Hi, I have RNA-seq data and I am interested in whole gene expression results but also transcript expression, exon usage and long non coding RNA. The RNA-seq protocol is not optimized for circular and fusion RNA but I also want to look at that just in case I would find something giving me some ideas for future experiments. Below I am giving all my workflow for trimming and mapping in detail.
My problem is that I get errors trying to assemble mapped reads using StringTie. I use the same gencode annotation file that I included for mapping with STAR.

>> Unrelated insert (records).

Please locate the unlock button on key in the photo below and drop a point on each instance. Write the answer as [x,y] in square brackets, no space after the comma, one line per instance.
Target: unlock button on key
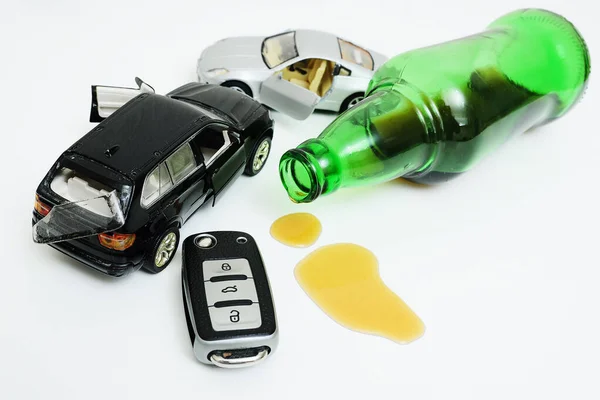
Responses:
[235,317]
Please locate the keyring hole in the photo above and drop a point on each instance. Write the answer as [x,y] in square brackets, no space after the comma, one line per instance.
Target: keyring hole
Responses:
[205,241]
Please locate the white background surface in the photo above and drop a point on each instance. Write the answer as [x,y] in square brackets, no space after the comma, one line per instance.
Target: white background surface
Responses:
[501,264]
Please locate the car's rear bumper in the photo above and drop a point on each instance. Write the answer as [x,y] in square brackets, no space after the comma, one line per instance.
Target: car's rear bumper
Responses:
[122,267]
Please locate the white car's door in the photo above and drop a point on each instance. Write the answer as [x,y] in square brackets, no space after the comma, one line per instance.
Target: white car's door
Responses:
[288,98]
[108,99]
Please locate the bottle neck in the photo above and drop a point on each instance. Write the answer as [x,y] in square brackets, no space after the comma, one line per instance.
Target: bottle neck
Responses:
[386,136]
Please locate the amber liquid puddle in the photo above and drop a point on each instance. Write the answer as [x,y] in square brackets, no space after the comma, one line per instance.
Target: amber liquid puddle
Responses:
[297,230]
[343,279]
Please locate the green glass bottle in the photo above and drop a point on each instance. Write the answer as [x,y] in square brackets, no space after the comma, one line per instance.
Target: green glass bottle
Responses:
[432,113]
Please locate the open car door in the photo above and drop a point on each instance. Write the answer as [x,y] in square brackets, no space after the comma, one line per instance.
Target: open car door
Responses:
[287,97]
[108,99]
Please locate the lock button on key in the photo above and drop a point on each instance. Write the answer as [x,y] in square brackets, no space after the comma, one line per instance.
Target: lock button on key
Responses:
[235,317]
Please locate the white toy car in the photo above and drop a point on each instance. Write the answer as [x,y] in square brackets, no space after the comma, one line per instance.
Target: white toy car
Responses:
[294,72]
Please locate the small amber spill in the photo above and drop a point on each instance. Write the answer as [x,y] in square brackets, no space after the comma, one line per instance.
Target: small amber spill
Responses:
[297,230]
[343,279]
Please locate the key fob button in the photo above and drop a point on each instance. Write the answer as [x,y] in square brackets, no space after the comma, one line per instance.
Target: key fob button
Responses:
[216,268]
[230,290]
[235,317]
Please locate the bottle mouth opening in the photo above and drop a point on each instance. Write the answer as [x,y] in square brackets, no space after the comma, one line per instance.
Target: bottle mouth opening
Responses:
[299,177]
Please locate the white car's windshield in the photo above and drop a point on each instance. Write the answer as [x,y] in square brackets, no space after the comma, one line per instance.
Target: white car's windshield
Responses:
[280,48]
[356,55]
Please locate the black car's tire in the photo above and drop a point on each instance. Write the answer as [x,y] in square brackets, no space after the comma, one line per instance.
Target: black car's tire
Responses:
[163,251]
[259,156]
[351,101]
[238,86]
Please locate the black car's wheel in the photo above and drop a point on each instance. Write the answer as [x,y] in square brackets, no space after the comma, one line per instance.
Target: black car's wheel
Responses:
[259,156]
[163,251]
[351,101]
[238,86]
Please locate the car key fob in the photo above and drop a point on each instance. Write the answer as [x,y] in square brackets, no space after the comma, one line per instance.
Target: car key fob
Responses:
[227,299]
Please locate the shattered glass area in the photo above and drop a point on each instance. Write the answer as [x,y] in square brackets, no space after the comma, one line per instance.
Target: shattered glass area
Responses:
[77,219]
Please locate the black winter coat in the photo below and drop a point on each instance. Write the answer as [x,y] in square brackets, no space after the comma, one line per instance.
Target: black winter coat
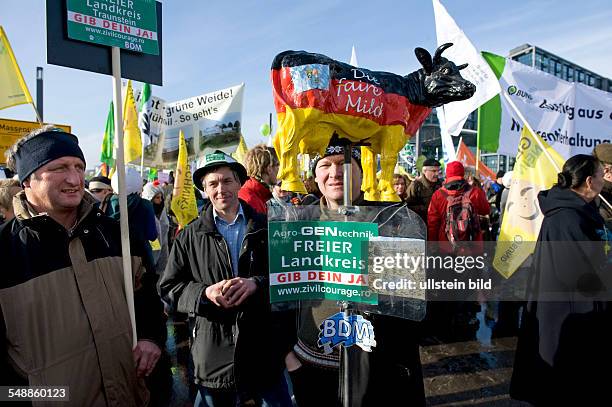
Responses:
[566,331]
[234,349]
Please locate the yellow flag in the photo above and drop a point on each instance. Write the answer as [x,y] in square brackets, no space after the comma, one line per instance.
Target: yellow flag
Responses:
[13,90]
[132,143]
[241,151]
[183,199]
[533,172]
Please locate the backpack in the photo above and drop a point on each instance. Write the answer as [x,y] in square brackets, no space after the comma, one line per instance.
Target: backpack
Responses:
[462,223]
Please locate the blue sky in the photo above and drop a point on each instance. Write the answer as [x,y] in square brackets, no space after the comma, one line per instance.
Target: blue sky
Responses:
[210,45]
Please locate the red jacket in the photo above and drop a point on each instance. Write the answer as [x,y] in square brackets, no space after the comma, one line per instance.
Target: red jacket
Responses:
[256,195]
[436,214]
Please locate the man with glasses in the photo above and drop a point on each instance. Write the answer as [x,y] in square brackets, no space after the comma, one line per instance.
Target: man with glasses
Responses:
[421,190]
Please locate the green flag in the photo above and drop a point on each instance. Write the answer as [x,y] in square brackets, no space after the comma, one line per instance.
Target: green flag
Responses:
[107,156]
[489,114]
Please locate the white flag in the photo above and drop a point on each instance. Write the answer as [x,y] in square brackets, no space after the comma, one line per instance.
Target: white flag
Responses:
[478,71]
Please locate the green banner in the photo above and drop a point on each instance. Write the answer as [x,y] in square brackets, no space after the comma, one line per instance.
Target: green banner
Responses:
[127,24]
[312,260]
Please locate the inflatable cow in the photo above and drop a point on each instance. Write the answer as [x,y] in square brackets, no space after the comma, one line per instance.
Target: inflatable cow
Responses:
[316,96]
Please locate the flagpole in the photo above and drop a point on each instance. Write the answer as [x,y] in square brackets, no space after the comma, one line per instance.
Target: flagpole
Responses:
[120,166]
[536,137]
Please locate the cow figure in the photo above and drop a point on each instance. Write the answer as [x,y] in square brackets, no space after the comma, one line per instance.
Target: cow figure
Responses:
[316,96]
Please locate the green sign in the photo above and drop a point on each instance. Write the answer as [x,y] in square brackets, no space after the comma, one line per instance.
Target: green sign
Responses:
[127,24]
[320,260]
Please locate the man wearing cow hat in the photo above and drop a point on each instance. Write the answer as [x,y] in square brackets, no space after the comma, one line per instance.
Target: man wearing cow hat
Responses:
[63,314]
[217,273]
[394,363]
[604,153]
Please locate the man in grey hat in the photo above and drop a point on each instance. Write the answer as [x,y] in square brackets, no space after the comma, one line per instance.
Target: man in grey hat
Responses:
[217,273]
[604,153]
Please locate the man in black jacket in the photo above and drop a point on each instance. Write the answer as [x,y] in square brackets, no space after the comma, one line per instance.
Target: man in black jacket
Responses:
[217,273]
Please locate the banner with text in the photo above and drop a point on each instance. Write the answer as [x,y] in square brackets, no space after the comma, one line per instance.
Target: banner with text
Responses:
[571,117]
[320,260]
[125,24]
[13,130]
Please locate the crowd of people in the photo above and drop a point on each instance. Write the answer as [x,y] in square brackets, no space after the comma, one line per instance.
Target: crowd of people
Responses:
[64,318]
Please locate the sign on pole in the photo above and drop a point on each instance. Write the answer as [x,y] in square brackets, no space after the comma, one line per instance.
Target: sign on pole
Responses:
[13,130]
[126,24]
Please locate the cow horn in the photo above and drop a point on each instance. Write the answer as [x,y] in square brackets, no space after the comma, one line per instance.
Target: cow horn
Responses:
[439,52]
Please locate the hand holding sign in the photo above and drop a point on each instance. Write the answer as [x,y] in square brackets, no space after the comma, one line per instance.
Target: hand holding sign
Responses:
[238,289]
[215,294]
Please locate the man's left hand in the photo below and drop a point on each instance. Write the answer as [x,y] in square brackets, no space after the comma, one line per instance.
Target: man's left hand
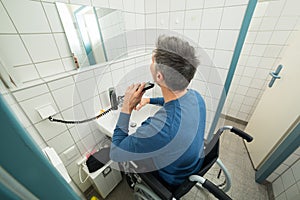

I used the following options in StringTie:
Use GFF file to guide assembly yes
Reference annotation to use for guiding the assembly process 11: gencode.v27.primary_assembly.annotation.gff3
Perform abundance estimation only of input transcripts False
Output additional files for use in... deseq2
Average read length 99
Whether to cluster genes that overlap with different gene IDs False
Options advanced
Disable trimming of predicted transcripts based on coverage False
Increase sensitivity False
Name prefix for output transcripts STRG
Minimum isoform fraction 0.15
Minimum assembled transcript length 35
Minimum anchor length for junctions 10
Minimum junction coverage 5
Minimum bundle reads per bp coverage to consider for assembly 2
Gap between read mappings triggering a new bundle 50
Fraction of bundle allowed to be covered by multi-hit reads 0.95
Do not assemble any transcripts on these reference sequence(s) Empty.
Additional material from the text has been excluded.